Kurt Bachmann

Personal information
- Born: July 18, 1936 Iloilo City, Philippine Commonwealth
- Died: August 29, 2014 (aged 78) Manila, Philippines
- Listed height: 6 ft 4 in (193 cm)
- Listed weight: 170 lb (77 kg)

Career information
- High school: De La Salle (Manila)
- College: De La Salle
- Number: 33

Career history
- YCO Painters
- Ysmael Steel Admirals

Career highlights
- NCAA seniors champion (1956); NCAA juniors champion (1955);

= Kurt Bachmann (basketball) =

Filipino basketball player (1936–2014)

Kurt Bachmann (July 18, 1936 – August 29, 2014) was a Filipino basketball player who competed in the 1960 Summer Olympics. Bachmann was born in Iloilo City, and is of German descent.
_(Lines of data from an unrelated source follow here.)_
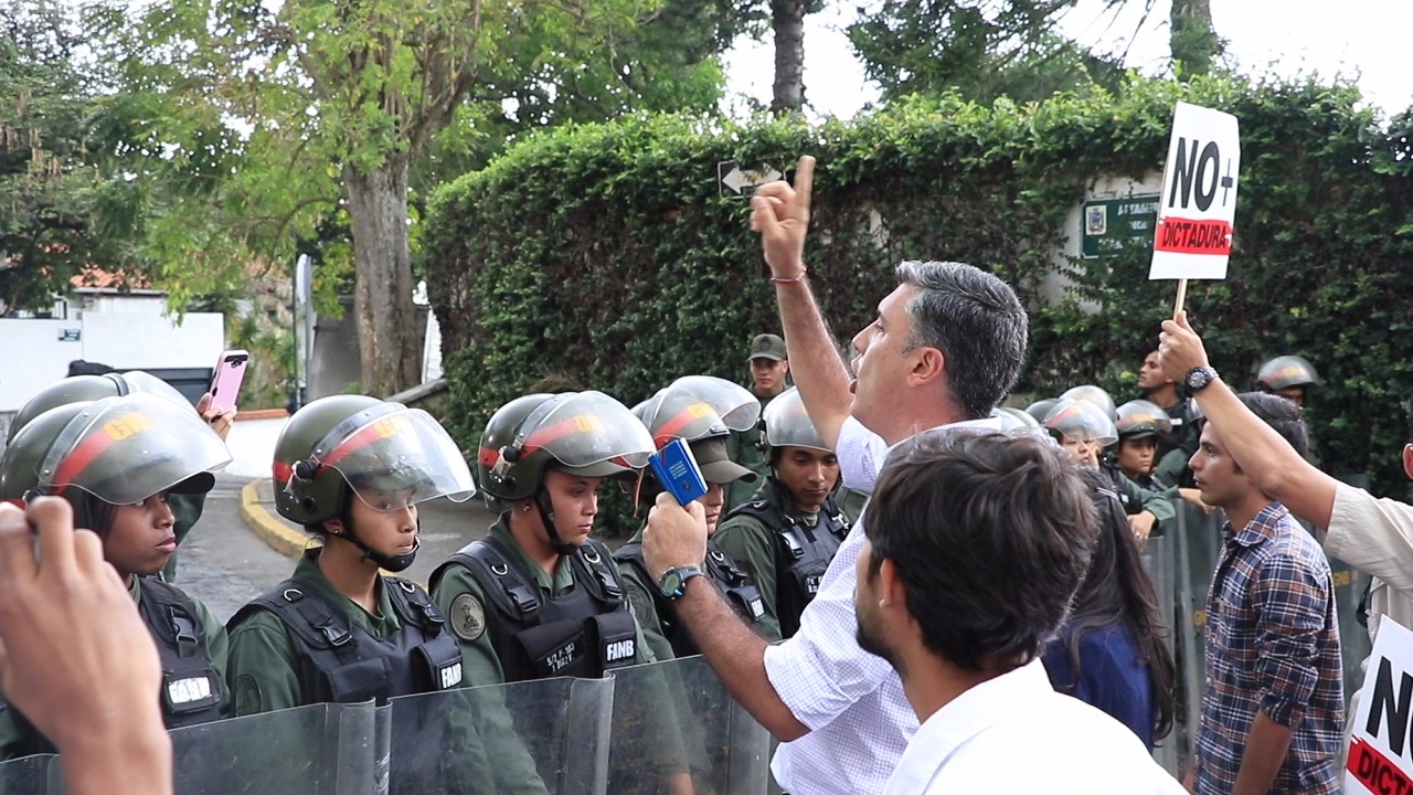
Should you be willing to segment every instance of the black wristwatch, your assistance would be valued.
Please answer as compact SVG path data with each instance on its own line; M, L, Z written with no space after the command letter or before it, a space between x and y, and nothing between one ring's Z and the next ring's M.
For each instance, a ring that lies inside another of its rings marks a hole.
M697 566L674 566L663 571L663 579L657 581L657 590L667 598L682 598L687 593L687 580L701 577L706 573Z
M1188 395L1195 395L1197 392L1207 389L1207 385L1218 378L1221 376L1218 376L1217 371L1212 368L1193 368L1187 371L1187 378L1183 379L1183 386L1187 388Z

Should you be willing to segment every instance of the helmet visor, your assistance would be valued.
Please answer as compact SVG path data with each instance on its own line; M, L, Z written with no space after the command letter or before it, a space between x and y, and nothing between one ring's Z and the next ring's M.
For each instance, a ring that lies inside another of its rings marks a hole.
M331 430L314 450L319 467L336 470L379 511L438 497L471 499L471 467L447 430L421 409L382 403Z
M721 414L731 430L750 430L760 420L760 400L739 383L712 375L684 375L668 389L691 392L702 403Z
M201 494L230 463L226 444L191 405L151 393L95 400L59 431L40 461L48 494L79 488L116 505L162 491Z
M654 451L651 434L633 412L602 392L555 395L520 427L516 437L520 458L544 450L571 470L593 467L592 471L603 474L642 470Z
M762 419L766 423L766 441L771 447L810 447L832 453L814 430L798 389L790 388L777 395L762 412Z
M1046 414L1044 426L1061 436L1082 441L1098 441L1108 447L1119 440L1113 420L1089 400L1065 398Z

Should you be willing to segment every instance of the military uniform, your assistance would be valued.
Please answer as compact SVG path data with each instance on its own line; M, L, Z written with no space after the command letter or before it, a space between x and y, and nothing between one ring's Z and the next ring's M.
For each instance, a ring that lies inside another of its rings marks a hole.
M225 683L226 628L194 596L151 577L133 577L129 593L157 644L162 666L162 721L168 729L230 716ZM146 598L144 598L146 596ZM58 753L20 712L0 712L0 758Z
M740 563L760 590L760 631L766 638L779 641L798 631L800 615L855 521L834 497L814 513L797 511L784 487L770 477L755 499L721 523L712 540Z
M595 622L593 618L596 615L620 613L627 620L627 625L625 625L626 635L619 637L623 635L625 627L617 627L615 642L629 641L629 644L620 644L612 649L591 649L586 644L592 641L586 635L575 645L575 632L571 632L564 638L550 639L554 648L543 649L544 654L536 655L537 659L503 659L502 652L510 655L510 648L514 642L510 638L521 629L534 628L538 622L538 617L536 615L538 605L551 600L565 600L574 594L575 588L584 591L585 587L575 583L575 573L582 570L567 555L561 555L558 563L555 563L554 577L545 574L544 569L533 562L520 549L520 545L516 543L510 535L510 523L504 516L490 526L489 538L495 539L496 552L500 553L503 563L514 569L520 579L536 584L538 593L520 596L526 598L527 605L536 604L537 607L526 610L526 614L517 620L509 614L509 610L502 607L499 594L495 600L486 598L487 588L503 588L503 581L499 577L496 581L482 583L466 563L455 560L444 563L437 569L431 581L432 598L442 613L447 614L451 631L461 646L462 671L468 683L492 685L538 678L530 675L531 672L527 671L527 666L538 668L540 676L569 675L575 672L574 675L592 678L602 676L605 668L622 668L625 665L654 662L657 659L649 651L650 646L644 641L643 631L629 611L627 594L622 591L620 584L615 586L620 588L620 593L617 605L612 608L606 603L593 598L592 594L585 594L588 600L581 608L584 614L577 617L577 627L578 631L584 631L586 625ZM593 540L588 543L592 546L586 552L592 552L603 562L609 560L606 547ZM612 570L612 564L608 569ZM593 570L598 571L598 569ZM492 627L493 624L496 627ZM497 635L500 639L499 651L496 644ZM632 648L626 648L627 645ZM574 648L565 651L567 646ZM507 668L510 668L509 672Z

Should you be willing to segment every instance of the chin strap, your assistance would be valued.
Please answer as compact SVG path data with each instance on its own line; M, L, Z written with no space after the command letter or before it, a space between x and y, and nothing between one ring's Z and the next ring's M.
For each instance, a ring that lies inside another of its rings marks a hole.
M540 509L540 522L544 523L544 532L550 536L550 547L560 555L574 555L577 547L562 540L560 532L554 529L554 502L550 501L550 492L541 489L534 498L534 505Z
M421 529L420 522L418 522L418 529ZM393 571L394 574L407 570L407 567L413 564L413 560L417 559L417 550L422 547L421 533L418 533L417 538L413 539L413 550L403 555L383 555L382 552L373 550L370 546L363 543L360 538L357 538L352 526L348 528L346 532L339 533L333 538L343 539L352 543L353 546L362 549L363 557L360 560L372 560L373 563L377 563L379 567Z

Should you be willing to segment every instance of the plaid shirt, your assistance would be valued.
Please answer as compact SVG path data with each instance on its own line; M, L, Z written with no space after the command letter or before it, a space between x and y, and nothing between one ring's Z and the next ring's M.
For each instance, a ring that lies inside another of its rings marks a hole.
M1340 627L1330 562L1273 502L1225 543L1207 594L1197 792L1231 792L1256 710L1294 729L1270 792L1340 792Z

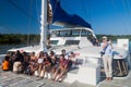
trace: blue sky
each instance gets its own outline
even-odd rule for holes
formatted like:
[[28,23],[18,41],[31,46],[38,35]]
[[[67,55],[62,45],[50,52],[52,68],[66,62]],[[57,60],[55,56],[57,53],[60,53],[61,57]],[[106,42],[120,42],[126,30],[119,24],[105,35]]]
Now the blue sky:
[[[96,34],[131,35],[131,0],[62,0],[61,4],[68,13],[79,13]],[[40,33],[40,0],[0,0],[0,33]]]

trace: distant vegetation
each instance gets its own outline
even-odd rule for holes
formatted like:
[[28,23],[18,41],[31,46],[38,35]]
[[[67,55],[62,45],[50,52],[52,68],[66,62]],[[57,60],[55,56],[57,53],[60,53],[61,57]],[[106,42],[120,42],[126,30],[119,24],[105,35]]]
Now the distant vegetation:
[[[118,38],[129,38],[131,35],[96,35],[98,40],[102,40],[103,36],[107,36],[112,41]],[[28,39],[28,40],[27,40]],[[0,45],[37,45],[39,44],[39,35],[22,35],[22,34],[0,34]],[[28,41],[28,42],[27,42]]]

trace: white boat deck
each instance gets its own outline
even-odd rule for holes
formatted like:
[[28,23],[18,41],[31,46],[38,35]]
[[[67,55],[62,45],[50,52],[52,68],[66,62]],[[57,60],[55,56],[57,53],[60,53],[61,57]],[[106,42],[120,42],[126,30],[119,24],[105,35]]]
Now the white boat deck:
[[111,82],[104,80],[97,86],[74,82],[73,84],[57,83],[50,79],[38,79],[24,74],[13,74],[0,70],[0,87],[131,87],[131,72],[127,77],[117,77]]

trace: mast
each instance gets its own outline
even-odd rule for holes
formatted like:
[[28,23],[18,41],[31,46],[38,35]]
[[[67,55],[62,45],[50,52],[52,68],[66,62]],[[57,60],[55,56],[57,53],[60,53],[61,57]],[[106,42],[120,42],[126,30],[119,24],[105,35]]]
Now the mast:
[[41,51],[46,51],[46,42],[47,42],[47,0],[41,0],[41,27],[40,27],[40,49]]

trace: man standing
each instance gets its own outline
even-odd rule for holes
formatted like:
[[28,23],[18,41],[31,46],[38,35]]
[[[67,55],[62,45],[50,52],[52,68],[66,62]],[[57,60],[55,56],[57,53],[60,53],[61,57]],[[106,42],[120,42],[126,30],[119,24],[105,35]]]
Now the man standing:
[[112,79],[112,45],[107,41],[107,37],[103,37],[103,62],[106,74],[106,80]]

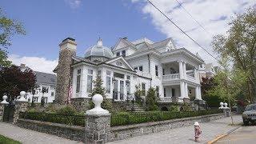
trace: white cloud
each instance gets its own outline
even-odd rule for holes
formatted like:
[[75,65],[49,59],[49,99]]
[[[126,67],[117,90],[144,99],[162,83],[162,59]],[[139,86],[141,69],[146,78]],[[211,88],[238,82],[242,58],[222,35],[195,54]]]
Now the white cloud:
[[72,9],[76,9],[81,6],[82,0],[65,0]]
[[16,54],[10,54],[8,59],[16,66],[20,66],[21,63],[23,63],[34,71],[50,74],[54,74],[53,70],[58,65],[58,59],[48,60],[45,58],[38,57],[21,57]]
[[[178,0],[205,27],[206,30],[205,31],[179,6],[175,0],[150,1],[211,54],[213,51],[210,44],[213,36],[226,34],[226,32],[230,28],[228,23],[234,14],[243,13],[246,8],[255,4],[252,0]],[[215,62],[149,2],[145,0],[131,0],[131,2],[144,4],[142,12],[146,15],[150,15],[155,28],[166,34],[167,38],[173,38],[178,46],[185,47],[193,53],[198,52],[206,62]]]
Bachmann led the De La Salle Rangers to a juniors' (high school) National Collegiate Athletic Association (Philippines) (NCAA) championship in 1955, and the De La Salle Green Archers to a seniors' (collegiate) championship in 1956. He also played for YCO Painters, notably making the title-clinching jump-shot in 1960 Manila Industrial and Commercial Athletic Association championship. Bachmann represented the Philippines in the 1959 FIBA World Championship, 1960 Summer Olympics, and the 1962 Asian Games.

Bachmann, who has his #33 jersey retired by De La Salle University, died on August 29, 2014. Dickie Bachmann, chairman of the Philippine Sports Commission, is his son.